Each Keyspace is a single logical database and is split into partitions (a.k.a. column families) - you should probably only use a single keyspace for your application. Each partition is physically a single LSM-tree and its own logical collection; however, write operations across partitions are atomic as they are persisted in a single database-level journal, which will be recovered on restart.

It is not:

  • a standalone server
  • a relational database
  • a wide-column database: it has no notion of columns

Keys are limited to 65536 bytes, values are limited to 2^32 bytes. As is normal with any kind of storage engine, larger keys and values have a bigger performance impact.

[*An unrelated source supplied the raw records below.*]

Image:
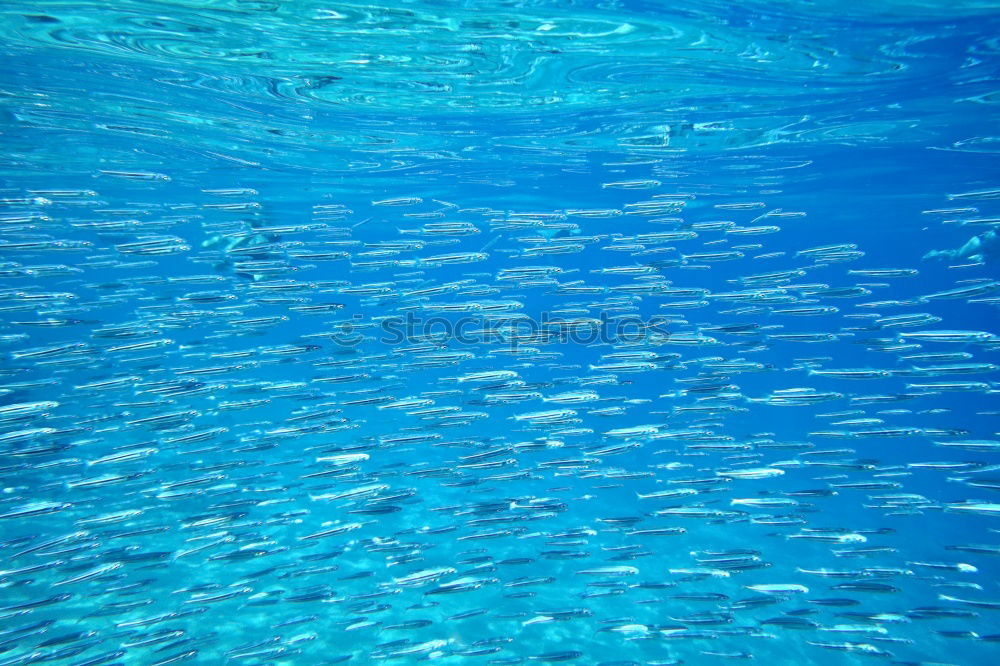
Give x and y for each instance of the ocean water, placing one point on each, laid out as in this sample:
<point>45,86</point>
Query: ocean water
<point>499,332</point>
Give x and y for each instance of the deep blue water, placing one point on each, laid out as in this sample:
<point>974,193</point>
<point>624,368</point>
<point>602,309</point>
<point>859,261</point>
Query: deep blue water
<point>215,216</point>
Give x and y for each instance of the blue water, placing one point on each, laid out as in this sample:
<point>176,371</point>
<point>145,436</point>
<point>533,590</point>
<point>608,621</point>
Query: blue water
<point>217,217</point>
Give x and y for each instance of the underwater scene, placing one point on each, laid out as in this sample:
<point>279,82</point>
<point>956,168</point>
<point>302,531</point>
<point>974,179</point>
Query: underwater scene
<point>604,332</point>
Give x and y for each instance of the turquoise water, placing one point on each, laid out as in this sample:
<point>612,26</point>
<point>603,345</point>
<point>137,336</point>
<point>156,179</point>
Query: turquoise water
<point>499,332</point>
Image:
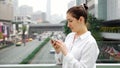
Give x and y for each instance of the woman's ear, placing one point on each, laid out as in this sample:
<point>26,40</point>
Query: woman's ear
<point>81,19</point>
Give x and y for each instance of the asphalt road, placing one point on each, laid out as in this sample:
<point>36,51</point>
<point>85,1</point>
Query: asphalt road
<point>15,54</point>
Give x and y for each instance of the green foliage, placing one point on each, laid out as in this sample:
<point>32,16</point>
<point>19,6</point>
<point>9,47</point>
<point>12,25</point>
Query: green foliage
<point>1,35</point>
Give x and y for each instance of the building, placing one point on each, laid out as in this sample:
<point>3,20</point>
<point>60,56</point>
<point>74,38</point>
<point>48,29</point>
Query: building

For the underlying LSM-tree implementation, see: https://crates.io/crates/lsm-tree.

Basic usage

cargo add fjall
use fjall::{Config, FlushMode, Keyspace, PartitionCreateOptions};

let keyspace = Config::new(folder).open()?;

// Each partition is its own physical LSM-tree
let items = keyspace.open_partition("my_items", PartitionCreateOptions::default())?;

// Write some data
items.insert("a", "hello")?;

// And retrieve it
let bytes = items.get("a")?;

// Or remove it again
items.remove("a")?;

// Search by prefix
for item in &items.prefix("prefix") {
  // ...
}

// Search by range
for item in &items.range("a"..="z") {
  // ...
}

// Iterators implement DoubleEndedIterator, so you can search backwards, too!
for item in items.prefix("prefix").into_iter().rev() {
  // ...
}

// Atomic write batches (multiple partitions can be used in a single batch)
let mut batch = keyspace.batch();
batch.insert(&items, "1", "abc");
batch.insert(&items, "3", "abc");
batch.insert(&items, "5", "abc");
batch.commit()?;

// Sync the journal to disk to make sure data is definitely durable
// When the keyspace is dropped, it will try to persist
// Also, by default every second the keyspace will be persisted asynchronously
keyspace.persist(FlushMode::SyncAll)?;

// Destroy the partition, removing all data in it.
// This may be useful when using temporary tables or indexes,
// as it is essentially an O(1) operation.
keyspace.delete_partition(items)?;

Details

  • Partitions (a.k.a. column families) with cross-partition atomic semantics (atomic write batches)
  • Sharded journal for concurrent writes
  • Cross-partition snapshots (MVCC)
  • anything else implemented in lsm-tree

Durability

Fjall is agnostic about which type of durability needs your application needs to support different workloads. After writing data (be it, insert, remove or committing a write batch), you can choose to call Keyspace::persist which takes a FlushMode parameter.

Features

bloom

Uses bloom filters to reduce disk I/O for non-existing keys. Improves point read performance, but increases memory usage.

Disabled by default.

Stable disk format

The disk format will be stable from 1.0.0 (oh, the dreaded 1.0.0...) onwards. Any breaking change after that will result in a major bump.

Examples

See here for practical examples.

And checkout Smoltable, a standalone Bigtable-inspired mini wide-column database using fjall as its storage engine.

Contributing

How can you help?

License

All source code is licensed under MIT OR Apache-2.0.

All contributions are to be licensed as MIT OR Apache-2.0.